Teori belajar kognitif memandang manusia sebagai pelajar yang yang aktif yang memprakarsai pengalaman, mencari dan mengolah informasi untuk memecahkan masalah, mengorganisasi apa-apa yang telah mereka ketahui untuk mencapai suatu pemahaman baru. Menurut Piaget terdapat empat faktor yang mendasari seseorang membuat pemahaman, yaitu :

a. Kematangan, yaitu saatnya seseorang siap melaksanakan suatu tugas    perkembangan tertentu.

b. Aktivitas, adalah kemampuan untuk bertindak terhadap lingkungan dan belajar darinya.

c. Pengalaman sosial, proses belajar dari orang lain atau interaksi dengan orang-orang yang ada di sekitar kita

d.

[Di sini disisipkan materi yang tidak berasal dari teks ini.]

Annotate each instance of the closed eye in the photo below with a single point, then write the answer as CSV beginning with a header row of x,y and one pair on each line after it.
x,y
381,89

Ekuilibrasi adalah proses terjadinya perubahan-perubahan aktual dalam berpikir.  (Piaget, 1970)

2.   Teori Psikologi Behavioristik (Stimulus-Respon Theory)

Teori ini berpendapat bahwa individu tidak memiliki atau membawa potensi apa-apa sejak lahir. Perkembangan anak ditentukan oleh faktor-faktor yang berasal dari lingkungan. Lingkungan akan membentuk perkembagan anak seperti lingkungan keluarga, sekolah dan masyarakat. Hasil belajar adalah perubahan tingkah laku yang dapat diamati dan menekankan pada pengaruh faktor eksternal pada diri individu. Menurut teori ini, kehidupan ini tunduk kepada hukum stimulus–respon atau aksi-reaksi. Belajar adalah upaya membentuk hubungan stimulus respon sebanyak-banyaknya. Tokoh utama dari teori ini adalah Edward L. Thorndike.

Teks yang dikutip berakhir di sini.